Christian König


 

 

1- Pourquoi faîtes-vous de la photo?

Depuis une vingtaine d’année je me sens concerné par la nature, l’environnement et leur protection. Après une formation de spécialiste de l’environnement en Suisse, j’ai trouvé que la photographie était la suite logique de mon engagement. Témoigner des moments passés au contact de la nature et des animaux à travers mes photos me permet d’aider à sensibiliser le public sur un registre qui m’est cher.

 

2- Comment avez-vous débuté?

À l’âge de huit ans, j’ai reçu un Instamatic Kodak. J’habitais en ville dans les années soixante et c’est sur les terrains vagues où je jouais que je pris mes premières photos. C’est à 18 ans que je découvris les voyages et achetais un Nikkormat, depuis ce temps la photographie occupe une place prépondérante dans ma vie.

 

3- Quels sont les photographes que vous aimez et pourquoi?

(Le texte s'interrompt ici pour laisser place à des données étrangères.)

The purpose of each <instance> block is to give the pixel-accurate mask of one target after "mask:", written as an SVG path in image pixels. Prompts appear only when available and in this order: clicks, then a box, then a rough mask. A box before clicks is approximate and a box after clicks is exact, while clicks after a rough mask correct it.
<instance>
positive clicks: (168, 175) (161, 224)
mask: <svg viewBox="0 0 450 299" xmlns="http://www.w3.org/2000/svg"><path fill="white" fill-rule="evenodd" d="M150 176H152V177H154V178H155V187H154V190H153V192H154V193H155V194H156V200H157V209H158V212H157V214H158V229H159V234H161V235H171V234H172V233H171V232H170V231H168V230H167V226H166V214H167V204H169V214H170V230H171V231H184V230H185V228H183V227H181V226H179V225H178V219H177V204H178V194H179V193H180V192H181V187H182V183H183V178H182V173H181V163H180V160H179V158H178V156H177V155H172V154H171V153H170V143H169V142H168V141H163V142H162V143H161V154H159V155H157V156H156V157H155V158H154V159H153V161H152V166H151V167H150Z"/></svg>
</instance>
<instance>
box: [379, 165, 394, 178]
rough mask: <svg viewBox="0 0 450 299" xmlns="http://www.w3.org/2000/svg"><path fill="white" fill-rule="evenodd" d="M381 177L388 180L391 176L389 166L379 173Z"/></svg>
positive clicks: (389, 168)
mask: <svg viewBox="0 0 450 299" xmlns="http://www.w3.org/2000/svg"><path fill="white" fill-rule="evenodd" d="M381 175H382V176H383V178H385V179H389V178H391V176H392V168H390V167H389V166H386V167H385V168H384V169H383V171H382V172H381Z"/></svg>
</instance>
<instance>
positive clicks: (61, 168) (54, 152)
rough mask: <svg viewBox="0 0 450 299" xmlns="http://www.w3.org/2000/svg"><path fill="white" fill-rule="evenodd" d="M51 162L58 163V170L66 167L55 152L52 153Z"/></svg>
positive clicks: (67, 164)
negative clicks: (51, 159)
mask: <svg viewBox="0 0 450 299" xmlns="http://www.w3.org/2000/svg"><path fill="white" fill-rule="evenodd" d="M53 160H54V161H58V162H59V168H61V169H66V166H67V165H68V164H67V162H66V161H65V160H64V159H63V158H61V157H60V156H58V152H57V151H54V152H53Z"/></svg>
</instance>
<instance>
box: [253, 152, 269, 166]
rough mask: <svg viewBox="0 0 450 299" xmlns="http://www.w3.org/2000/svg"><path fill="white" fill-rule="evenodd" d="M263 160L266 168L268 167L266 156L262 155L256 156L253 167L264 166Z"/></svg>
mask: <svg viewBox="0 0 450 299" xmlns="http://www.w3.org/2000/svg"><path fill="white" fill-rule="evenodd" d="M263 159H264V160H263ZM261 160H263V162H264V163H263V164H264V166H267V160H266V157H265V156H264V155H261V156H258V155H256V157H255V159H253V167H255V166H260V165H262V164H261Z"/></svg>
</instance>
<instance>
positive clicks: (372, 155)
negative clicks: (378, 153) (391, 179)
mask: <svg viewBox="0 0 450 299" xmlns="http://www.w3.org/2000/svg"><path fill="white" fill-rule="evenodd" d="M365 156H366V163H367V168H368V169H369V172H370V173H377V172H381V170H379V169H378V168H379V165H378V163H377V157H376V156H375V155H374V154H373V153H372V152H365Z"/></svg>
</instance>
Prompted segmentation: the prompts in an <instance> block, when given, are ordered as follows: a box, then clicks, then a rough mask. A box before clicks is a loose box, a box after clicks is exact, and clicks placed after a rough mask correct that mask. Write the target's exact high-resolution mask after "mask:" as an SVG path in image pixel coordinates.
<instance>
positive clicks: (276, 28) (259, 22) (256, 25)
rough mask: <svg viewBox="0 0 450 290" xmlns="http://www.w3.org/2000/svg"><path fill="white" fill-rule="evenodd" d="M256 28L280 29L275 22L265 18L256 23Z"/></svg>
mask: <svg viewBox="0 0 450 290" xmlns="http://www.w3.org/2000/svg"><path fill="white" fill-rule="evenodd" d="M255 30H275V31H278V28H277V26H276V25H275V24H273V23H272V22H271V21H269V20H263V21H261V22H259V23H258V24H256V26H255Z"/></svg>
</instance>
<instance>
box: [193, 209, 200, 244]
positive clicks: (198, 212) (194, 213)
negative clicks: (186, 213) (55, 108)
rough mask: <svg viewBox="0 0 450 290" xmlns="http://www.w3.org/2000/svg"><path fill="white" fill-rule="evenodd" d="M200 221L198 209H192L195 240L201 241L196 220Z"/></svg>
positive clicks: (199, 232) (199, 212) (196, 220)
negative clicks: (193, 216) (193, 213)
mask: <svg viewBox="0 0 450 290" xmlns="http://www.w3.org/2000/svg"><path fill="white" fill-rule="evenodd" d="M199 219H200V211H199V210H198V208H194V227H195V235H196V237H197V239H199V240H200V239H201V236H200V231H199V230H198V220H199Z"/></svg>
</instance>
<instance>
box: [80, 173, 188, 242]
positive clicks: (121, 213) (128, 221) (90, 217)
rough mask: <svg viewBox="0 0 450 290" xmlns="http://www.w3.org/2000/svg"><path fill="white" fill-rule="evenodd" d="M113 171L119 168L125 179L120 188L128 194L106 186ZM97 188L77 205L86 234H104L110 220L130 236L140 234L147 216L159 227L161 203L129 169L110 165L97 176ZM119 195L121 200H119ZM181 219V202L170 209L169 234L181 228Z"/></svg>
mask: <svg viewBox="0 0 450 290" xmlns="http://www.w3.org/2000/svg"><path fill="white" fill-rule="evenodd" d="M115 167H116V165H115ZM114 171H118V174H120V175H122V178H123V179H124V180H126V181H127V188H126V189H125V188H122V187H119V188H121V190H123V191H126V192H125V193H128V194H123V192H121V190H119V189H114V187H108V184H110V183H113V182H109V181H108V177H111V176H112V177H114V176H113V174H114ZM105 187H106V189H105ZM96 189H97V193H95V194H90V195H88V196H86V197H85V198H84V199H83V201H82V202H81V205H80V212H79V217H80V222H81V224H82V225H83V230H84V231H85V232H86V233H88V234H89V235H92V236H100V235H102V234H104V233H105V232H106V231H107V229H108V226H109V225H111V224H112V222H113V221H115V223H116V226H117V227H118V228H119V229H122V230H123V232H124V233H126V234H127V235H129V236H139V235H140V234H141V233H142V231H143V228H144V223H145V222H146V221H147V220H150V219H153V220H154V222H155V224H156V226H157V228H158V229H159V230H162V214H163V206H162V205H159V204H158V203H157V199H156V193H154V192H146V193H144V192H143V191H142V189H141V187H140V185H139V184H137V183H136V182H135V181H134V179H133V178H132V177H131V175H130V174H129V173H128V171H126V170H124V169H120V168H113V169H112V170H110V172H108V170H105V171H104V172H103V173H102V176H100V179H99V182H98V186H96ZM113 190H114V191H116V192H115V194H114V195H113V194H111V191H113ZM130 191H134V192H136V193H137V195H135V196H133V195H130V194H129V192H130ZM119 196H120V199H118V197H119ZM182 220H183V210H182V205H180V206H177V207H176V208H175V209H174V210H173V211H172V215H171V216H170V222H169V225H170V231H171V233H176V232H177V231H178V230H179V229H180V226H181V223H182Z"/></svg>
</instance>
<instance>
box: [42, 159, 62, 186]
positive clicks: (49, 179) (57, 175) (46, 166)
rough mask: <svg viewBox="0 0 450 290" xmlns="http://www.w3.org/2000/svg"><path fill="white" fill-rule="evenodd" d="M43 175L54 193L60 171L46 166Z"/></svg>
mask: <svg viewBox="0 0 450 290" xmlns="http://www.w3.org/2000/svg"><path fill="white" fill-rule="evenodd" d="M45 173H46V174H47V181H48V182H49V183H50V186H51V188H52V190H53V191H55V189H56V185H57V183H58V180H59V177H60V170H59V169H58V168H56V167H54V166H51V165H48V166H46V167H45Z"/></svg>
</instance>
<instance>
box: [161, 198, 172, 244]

Art Wolfe, un photographe américain m’a fait découvrir à travers son travail, l’importance capitale de la lumière. Eric Dragesco, un photographe Suisse, fut le premier à jeter un œil critique sur mes photos, je lui dois un tournant décisif dans mon approche de la photo de nature et d’animaux.

 

4- Quelle importance a pour vous la technique?

C’est indispensable de la maîtriser, pour aller au delà, pour capter au mieux les instants qu’on veut traduire. J’essaie de contrôler cet aspect, de créer des automatismes, pour m’affranchir de cette dernière. Avec l’évolution de la technologie, la technique permet d’aller encore plus loin et de traduire encore mieux ce qui passe pendant ces quelques millièmes de seconde. Tout nouvel aspect de la technique peut être exploité afin d’obtenir des images originales.

 

5- Quels conseils donneriez-vous à un jeune photographe?

Confronter ses photos au regard des autres est capital, pour qu’une image vive, on doit être capable de s’en libérer, ce sont deux points capitaux si l’on veut progresser : l’image s’adresse à l’autre et il faut en accepter le regard.

 

6- Aimez-vous les pixels?

J’aime la facilité de travail que procure le fichier numérique, il permet une diffusion bien plus large des photos, et permet de faire des photos impensables au temps de l’argentique. Par contre j’aime moins le temps passé derrière l’écran. Lorsque le temps est couvert, gris, j’en profite pour traiter mes photos, et dès que la lumière est là, je quitte l’écran et prend mon appareil.